Andrew Leonard, writing for Salon.com, explains that the complexity of Gardens of the Moon offers the reader the opportunity to explore a rich and varied new world:

Erikson is a master of lost and forgotten epochs, a weaver of ancient epics on a scale that would approach absurdity if it wasn't so much fun. His time span ranges over hundreds of thousands of years. Races (both human and nonhuman), cultures, empires and even gods rise and fall. Vast struggles range across multiple continents and dimensions of time and space. There are so many fragments of myth, so many hints of back-story unending, and so little explained, that it is all the reader can do to comprehend what is going on, to hang on to the narrative as if clinging by one hand to the underbelly of a flying dragon. (And yes, there are dragons, and magic swords, and quests, too. But not a whole lot of teenagers.)

Erikson trained as an archeologist, which is apparent in the world he creates in which ruins abound, and history goes back for hundreds of millennia. The concept of time, and epochs spanning eras and ice ages are apparent in the plot of Gardens of the Moon. Moreover, the span of time is so great that tribes are long lost, some characters, once gods, are "themselves living fossils", and others have been at war with the gods for a long time.

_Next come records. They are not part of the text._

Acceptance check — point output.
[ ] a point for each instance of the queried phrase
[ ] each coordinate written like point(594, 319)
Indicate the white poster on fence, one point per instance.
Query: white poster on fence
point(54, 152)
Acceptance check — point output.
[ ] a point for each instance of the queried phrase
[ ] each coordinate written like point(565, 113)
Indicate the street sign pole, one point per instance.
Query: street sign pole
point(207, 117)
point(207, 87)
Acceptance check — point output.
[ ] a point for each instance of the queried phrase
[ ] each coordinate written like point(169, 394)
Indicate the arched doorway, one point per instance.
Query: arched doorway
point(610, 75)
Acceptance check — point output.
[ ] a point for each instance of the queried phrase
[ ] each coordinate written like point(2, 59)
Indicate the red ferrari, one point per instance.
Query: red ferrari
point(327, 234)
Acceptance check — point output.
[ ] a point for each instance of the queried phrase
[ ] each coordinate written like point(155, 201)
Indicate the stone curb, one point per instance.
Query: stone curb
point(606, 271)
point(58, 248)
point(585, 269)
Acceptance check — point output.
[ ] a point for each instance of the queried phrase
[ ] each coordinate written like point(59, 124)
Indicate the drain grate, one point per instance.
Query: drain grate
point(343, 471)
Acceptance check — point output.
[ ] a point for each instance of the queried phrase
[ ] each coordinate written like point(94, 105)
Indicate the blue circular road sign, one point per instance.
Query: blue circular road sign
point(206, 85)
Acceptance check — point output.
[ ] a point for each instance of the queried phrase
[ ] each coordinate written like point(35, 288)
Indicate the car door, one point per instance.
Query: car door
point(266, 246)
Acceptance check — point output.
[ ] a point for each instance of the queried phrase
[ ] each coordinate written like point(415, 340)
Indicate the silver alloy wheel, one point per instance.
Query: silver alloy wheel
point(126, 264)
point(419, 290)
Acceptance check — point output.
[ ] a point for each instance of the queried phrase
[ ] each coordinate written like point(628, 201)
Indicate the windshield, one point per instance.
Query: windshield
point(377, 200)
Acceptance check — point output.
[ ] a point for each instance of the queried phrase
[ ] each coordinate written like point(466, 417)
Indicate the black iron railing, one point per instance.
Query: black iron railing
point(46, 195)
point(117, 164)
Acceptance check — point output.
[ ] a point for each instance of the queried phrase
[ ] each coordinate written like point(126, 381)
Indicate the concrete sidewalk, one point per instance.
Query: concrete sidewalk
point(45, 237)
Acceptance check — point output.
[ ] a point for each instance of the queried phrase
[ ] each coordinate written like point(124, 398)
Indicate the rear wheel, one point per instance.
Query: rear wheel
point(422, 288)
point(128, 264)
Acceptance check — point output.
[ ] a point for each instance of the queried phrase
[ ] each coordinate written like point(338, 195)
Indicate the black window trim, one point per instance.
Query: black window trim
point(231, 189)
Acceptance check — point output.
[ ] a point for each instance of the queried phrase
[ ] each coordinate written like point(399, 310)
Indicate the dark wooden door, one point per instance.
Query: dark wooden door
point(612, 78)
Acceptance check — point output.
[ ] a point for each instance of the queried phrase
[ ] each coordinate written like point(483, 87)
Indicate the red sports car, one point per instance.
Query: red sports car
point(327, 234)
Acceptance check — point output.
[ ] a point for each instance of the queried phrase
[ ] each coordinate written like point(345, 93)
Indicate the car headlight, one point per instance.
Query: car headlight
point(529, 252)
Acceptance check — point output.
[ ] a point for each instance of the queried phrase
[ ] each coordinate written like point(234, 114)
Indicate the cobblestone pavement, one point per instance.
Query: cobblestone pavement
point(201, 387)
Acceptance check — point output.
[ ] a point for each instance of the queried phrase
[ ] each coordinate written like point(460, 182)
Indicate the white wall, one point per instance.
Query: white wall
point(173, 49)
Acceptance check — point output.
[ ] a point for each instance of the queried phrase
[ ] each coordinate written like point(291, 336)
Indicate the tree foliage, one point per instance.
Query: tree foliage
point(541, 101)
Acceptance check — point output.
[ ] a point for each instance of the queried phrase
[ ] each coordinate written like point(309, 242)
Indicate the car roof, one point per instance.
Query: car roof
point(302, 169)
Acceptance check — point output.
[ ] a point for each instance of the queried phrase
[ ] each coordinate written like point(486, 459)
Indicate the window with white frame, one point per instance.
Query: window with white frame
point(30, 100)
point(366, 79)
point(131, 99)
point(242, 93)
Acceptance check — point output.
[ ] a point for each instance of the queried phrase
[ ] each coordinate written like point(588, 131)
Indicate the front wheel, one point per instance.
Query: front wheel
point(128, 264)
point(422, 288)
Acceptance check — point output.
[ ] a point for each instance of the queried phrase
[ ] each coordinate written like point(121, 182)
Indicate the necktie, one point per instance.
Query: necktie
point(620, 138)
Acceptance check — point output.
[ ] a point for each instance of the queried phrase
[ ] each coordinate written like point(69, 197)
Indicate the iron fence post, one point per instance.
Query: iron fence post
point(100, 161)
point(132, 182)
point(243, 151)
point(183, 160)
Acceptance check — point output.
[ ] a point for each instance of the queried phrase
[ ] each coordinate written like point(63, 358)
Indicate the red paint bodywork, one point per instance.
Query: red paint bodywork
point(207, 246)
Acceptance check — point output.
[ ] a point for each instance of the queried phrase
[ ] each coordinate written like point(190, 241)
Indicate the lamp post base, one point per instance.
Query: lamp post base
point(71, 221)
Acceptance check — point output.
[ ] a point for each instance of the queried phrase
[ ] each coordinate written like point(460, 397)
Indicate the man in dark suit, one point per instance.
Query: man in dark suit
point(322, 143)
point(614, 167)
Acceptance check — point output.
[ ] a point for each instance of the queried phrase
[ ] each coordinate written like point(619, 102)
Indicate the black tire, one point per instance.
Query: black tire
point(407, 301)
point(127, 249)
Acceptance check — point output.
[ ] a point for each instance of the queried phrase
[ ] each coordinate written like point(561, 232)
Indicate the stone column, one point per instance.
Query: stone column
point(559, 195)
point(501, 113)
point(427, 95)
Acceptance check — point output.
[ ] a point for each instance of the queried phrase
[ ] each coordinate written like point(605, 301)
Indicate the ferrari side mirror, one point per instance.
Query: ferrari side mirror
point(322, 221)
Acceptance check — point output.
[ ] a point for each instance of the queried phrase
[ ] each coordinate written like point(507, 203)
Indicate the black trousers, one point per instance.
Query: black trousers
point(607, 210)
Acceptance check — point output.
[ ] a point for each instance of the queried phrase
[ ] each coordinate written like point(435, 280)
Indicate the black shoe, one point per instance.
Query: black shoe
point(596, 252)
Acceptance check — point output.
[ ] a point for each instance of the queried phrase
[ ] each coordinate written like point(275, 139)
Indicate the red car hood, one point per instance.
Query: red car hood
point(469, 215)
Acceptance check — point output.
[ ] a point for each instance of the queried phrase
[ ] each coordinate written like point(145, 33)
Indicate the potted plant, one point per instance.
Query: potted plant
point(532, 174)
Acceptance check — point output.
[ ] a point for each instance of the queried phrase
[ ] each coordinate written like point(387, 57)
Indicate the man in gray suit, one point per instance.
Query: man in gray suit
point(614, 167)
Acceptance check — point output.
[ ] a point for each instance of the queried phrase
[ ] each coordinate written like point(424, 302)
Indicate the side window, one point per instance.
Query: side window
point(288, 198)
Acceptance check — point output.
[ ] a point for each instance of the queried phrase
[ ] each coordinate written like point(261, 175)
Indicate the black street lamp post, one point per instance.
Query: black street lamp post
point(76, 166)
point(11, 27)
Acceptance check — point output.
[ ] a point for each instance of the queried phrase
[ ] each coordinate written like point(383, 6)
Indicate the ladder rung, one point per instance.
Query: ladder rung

The world Erikson creates in the first book of the Malazan series, is immense and immensely immersed in time. Leonard writes: "One character, Icarium, 'a mixed blood Jaghut wanderer' who pops up from time to time wreaking havoc, and who has lived for eons, suffers from his own devastating memory loss, trapped in an eternal search for the truth of his own identity. Everyone, it seems, must at one point or another struggle with the immensity of this world's past."

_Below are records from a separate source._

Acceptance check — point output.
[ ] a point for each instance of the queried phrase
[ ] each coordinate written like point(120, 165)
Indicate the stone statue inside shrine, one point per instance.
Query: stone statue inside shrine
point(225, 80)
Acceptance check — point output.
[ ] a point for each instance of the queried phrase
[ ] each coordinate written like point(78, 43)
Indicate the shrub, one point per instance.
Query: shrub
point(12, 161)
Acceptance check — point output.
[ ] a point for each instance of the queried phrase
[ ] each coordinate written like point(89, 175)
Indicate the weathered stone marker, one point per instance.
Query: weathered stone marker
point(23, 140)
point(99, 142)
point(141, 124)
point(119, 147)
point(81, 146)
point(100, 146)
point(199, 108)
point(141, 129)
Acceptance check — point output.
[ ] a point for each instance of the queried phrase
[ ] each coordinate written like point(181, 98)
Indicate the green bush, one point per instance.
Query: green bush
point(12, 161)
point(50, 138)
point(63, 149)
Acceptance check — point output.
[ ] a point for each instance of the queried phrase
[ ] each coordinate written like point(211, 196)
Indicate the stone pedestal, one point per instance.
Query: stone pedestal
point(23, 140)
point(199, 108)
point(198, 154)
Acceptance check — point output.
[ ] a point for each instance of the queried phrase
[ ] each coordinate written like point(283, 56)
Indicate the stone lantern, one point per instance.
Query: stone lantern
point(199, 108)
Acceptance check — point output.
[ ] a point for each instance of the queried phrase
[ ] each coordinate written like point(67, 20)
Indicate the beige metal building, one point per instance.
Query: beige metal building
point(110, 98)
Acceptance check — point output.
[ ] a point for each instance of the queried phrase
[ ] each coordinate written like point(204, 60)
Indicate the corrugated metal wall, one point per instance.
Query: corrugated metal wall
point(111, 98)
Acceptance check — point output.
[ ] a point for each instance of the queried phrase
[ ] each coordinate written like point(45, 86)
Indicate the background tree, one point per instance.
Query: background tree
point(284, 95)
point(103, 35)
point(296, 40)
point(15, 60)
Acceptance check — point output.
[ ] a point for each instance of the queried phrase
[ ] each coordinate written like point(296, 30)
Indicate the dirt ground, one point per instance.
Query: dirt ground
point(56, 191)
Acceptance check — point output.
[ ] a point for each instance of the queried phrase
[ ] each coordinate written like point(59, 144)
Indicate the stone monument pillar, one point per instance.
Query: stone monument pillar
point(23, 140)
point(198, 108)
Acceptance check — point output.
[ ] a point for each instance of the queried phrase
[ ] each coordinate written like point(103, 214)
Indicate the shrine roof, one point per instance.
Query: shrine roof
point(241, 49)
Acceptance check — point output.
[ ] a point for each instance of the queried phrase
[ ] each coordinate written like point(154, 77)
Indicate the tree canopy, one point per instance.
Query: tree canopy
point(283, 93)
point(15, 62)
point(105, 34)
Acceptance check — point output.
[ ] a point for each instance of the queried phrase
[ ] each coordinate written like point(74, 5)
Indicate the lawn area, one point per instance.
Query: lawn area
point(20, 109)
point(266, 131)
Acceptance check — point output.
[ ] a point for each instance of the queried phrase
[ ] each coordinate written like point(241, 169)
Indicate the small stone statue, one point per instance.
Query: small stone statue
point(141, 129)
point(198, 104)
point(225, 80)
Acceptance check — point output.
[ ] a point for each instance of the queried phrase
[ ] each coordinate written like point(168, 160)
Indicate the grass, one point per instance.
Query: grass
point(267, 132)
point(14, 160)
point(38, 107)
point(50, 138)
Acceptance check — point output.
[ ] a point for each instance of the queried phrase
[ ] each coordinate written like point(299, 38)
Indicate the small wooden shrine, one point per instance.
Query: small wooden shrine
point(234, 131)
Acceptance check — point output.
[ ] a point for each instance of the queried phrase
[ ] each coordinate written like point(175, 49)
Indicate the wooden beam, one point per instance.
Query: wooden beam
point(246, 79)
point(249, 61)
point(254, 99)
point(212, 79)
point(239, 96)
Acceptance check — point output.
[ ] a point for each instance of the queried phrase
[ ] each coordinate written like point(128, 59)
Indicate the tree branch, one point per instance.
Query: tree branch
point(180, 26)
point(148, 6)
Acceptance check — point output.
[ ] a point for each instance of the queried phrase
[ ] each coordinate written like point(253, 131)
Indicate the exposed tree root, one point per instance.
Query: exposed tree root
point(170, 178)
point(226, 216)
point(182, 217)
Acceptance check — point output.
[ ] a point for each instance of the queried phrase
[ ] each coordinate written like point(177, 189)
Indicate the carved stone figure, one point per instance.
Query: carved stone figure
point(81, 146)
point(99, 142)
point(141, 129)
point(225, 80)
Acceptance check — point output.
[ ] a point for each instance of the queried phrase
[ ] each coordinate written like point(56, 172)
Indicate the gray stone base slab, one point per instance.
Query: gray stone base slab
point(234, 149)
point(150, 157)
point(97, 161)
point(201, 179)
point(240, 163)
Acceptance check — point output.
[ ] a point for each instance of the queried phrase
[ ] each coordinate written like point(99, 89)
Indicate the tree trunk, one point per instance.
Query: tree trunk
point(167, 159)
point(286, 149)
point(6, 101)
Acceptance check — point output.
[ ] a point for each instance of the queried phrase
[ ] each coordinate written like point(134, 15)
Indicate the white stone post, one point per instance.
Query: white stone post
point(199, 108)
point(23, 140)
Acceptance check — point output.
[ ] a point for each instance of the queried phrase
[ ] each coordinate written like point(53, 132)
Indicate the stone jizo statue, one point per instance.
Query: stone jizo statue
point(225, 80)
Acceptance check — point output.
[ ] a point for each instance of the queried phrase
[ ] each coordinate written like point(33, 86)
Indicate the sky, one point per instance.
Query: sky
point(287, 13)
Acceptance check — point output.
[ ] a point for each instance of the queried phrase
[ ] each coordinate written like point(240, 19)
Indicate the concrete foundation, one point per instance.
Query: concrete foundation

Gardens of the Moon opens with a war scene and continues to follow the ebb and flow of war across the Malazan empire. Leonard writes about the series: "War is a constant – from continent to continent, century upon century. Erikson's universe is a violent one, Gothic in intensity, without clear demarcation between good and evil. It's perhaps more like the real world, then, than most fantasy, which so clearly differentiates between light and dark."

Furthermore, Leonard believes summarising the plot is "cheating."